Health and Human Services is funded about 50/50 by federal and state revenue due to the structure of the Medicaid program, which was conceived at the federal level to be a system whereby state spending would be matched with federal dollars. Unfortunately, this is a recipe for cost laxity: it becomes very easy to spend when somebody else is paying a large portion of the bill. Indeed, Medicaid costs are among the largest and fastest growing parts of the budget.3 Such a funding structure has also led to questionable schemes designed to draw in more federal money such as the Quality Care Assessment, where the same hospitals paying the state assessment (tax) receive large amounts of federal funding.4
Certain policy priorities: Health and Human Services, Economic Development, Transportation (specifically, mass transit) and Recreation and Cultural Enrichment (largely environmental spending) are disproportionately funded by Federal money and special funds. Legislators have put these programs on “auto pilot” by design to defend against their dismantling by political opponents. It is far more difficult for a future legislature to dismantle spending that receives dedicated funds than to simply not appropriate the money. A future legislature must proactively enact new legislation to reverse the earlier automatic funding or shut down the special purpose entity. Otherwise money will continue to flow.
Dependence on federal and special funds has been growing, and consequently legislative control over spending has been shrinking. Tax revenue, the revenue stream that the legislators actually appropriate from year to year, has lagged total budget growth over the past five years. Federal money and special-purpose state money have made up the gap.

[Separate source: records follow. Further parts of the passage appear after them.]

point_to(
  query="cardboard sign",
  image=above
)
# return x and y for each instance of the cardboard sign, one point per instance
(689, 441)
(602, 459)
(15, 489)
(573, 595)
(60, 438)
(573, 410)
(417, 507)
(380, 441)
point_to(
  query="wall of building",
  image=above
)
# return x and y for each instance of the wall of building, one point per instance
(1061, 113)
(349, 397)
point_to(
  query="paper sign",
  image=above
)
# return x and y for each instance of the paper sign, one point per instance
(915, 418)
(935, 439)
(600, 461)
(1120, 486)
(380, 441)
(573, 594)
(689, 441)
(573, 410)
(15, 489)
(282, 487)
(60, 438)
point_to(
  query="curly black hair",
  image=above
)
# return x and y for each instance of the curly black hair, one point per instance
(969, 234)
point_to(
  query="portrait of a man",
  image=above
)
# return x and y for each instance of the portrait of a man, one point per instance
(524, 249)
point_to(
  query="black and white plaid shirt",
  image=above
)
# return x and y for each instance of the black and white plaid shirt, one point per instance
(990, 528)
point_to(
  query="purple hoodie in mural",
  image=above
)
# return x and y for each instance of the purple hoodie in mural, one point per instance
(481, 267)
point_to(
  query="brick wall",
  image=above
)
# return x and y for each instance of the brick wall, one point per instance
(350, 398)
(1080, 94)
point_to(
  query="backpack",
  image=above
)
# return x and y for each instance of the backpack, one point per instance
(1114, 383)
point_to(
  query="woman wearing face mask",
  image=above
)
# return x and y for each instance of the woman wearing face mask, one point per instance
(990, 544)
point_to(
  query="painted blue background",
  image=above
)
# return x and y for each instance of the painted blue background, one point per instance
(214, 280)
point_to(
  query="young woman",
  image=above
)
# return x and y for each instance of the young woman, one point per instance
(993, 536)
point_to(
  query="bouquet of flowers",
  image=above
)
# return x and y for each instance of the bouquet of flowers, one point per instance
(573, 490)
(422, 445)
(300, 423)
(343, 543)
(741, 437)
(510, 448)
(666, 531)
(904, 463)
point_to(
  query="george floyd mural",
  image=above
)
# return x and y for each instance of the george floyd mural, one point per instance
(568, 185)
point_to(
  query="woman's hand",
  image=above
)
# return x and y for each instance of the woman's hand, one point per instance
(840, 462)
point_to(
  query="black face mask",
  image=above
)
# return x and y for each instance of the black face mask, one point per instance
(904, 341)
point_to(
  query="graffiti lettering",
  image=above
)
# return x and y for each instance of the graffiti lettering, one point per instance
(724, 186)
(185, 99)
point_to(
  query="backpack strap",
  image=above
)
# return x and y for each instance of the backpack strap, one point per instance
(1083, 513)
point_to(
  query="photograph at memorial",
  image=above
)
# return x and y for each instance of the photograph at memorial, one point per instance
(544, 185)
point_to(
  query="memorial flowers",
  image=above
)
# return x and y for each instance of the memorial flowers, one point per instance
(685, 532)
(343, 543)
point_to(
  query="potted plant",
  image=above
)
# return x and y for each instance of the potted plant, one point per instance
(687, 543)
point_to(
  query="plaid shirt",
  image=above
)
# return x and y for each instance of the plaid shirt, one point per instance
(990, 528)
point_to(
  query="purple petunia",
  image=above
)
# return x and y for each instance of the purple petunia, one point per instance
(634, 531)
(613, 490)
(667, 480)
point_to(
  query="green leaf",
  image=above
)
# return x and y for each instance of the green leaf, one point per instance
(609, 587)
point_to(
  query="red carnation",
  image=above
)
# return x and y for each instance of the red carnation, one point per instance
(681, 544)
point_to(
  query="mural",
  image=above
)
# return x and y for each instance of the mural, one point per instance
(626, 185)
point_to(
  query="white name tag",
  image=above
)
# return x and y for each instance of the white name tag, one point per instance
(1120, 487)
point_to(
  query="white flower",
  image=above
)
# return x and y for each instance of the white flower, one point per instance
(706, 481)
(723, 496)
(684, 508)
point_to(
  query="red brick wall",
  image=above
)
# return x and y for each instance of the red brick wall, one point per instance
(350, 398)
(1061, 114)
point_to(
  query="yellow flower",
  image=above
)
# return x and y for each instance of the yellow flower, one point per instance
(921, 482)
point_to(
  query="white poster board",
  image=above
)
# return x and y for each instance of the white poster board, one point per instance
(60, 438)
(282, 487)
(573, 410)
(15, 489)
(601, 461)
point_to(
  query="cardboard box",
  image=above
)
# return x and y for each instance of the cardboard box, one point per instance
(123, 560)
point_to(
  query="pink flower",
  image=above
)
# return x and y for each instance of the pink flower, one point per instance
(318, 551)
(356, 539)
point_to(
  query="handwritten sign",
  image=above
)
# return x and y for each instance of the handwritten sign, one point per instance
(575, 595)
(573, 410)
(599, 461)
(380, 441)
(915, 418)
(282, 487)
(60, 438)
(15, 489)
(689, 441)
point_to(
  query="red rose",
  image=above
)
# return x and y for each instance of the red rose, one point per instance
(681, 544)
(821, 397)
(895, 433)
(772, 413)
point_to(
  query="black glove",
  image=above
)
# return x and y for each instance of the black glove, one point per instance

For the purpose of expense control, transparency and responsive governance it is important that the state legislature re-assert fiscal primacy. Revenue streams properly belonging to the three core government funds (General, Motor License and Lottery) should not be sent by formula to special-purpose funds for non-discretionary use. Revenue currently collected outside of the core funds (For example: turnpike income, gaming revenue, and tobacco lawsuit monies to the extent permitted under the settlement), should be brought under legislative control. Changing direction starts with switching off the autopilot.
Notes:
1.Pennsylvania Constitution. Article III, Section 10: “Revenue Bills” and Article III Section 24: “Paying out Public Moneys.”

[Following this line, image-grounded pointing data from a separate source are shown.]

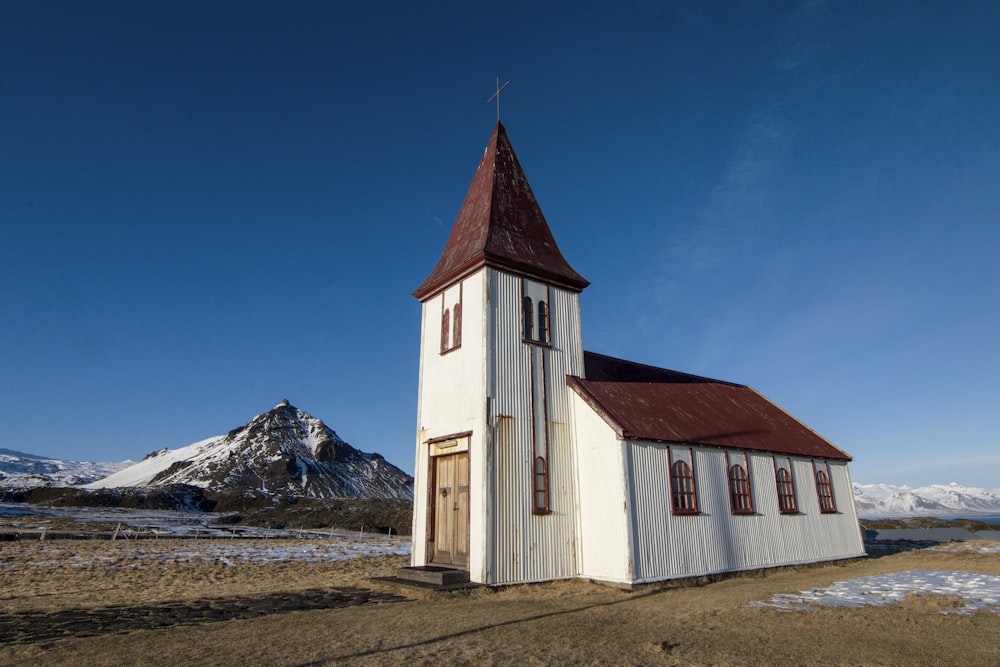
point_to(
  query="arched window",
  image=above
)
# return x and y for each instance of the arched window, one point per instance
(456, 339)
(445, 330)
(825, 492)
(541, 485)
(786, 491)
(528, 317)
(739, 490)
(682, 489)
(543, 322)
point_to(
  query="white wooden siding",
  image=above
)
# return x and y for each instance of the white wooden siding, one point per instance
(605, 535)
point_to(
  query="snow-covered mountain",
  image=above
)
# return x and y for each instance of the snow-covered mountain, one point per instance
(284, 452)
(941, 500)
(26, 471)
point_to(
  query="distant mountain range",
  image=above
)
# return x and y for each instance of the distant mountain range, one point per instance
(287, 452)
(25, 471)
(942, 500)
(283, 452)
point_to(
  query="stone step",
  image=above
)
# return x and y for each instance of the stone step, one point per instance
(435, 575)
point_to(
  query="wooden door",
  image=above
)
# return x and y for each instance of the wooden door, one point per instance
(451, 510)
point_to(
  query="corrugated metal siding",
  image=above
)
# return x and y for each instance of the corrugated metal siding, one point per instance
(669, 546)
(529, 547)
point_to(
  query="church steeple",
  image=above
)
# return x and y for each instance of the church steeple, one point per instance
(501, 225)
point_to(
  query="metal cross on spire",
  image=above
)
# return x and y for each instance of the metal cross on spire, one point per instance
(497, 96)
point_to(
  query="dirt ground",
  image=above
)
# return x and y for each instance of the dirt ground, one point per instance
(86, 602)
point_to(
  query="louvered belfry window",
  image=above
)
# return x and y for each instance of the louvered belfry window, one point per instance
(456, 339)
(445, 330)
(541, 485)
(528, 317)
(543, 322)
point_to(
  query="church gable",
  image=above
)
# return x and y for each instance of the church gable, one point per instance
(647, 403)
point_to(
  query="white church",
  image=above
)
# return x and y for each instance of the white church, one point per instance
(537, 460)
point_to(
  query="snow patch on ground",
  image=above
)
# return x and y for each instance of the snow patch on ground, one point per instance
(981, 591)
(135, 554)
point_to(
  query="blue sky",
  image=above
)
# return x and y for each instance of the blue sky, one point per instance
(209, 207)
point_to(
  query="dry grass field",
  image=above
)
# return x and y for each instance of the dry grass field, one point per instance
(175, 602)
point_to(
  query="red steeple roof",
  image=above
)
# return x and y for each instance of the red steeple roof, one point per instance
(501, 225)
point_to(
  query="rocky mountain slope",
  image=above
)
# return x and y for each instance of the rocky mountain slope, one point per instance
(283, 452)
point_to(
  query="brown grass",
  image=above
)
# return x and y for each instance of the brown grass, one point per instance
(118, 611)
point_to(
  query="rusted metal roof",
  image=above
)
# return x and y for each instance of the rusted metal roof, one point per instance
(501, 225)
(647, 403)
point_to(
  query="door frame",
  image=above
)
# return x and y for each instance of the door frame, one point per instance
(454, 445)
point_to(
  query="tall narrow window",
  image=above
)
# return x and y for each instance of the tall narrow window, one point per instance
(682, 489)
(528, 316)
(543, 322)
(456, 339)
(541, 486)
(445, 330)
(825, 492)
(739, 490)
(786, 492)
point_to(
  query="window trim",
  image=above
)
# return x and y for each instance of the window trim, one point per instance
(824, 483)
(688, 496)
(739, 485)
(787, 500)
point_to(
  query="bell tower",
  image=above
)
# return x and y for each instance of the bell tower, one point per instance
(494, 479)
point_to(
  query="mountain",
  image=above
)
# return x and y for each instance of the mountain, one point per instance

2. Unfortunately the Budget Office’s overly-broad “programs” do not line up with the more specific expense items analyzed in Part I. Health and Human Services, for example, could be helpfully split up into several more specific categories. “Economic Development” can mean nearly anything.
3. “Slicing Pennsylvania’s Finances, Part I: Spending is Overgrown and Unsustainable.” Commonwealth Foundation Policy Brief. August 21, 2019.
4. “Hidden Human Services Spending.” Commonwealth Foundation Policy Blog. June 27, 2018. Readers interested in the pernicious influence of federal funding on state and local programs generally should read the Cato Institute report on the topic “Restoring Responsible Government by Cutting Federal Aid to the States.” Policy Analysis No. 868, May 20, 2019.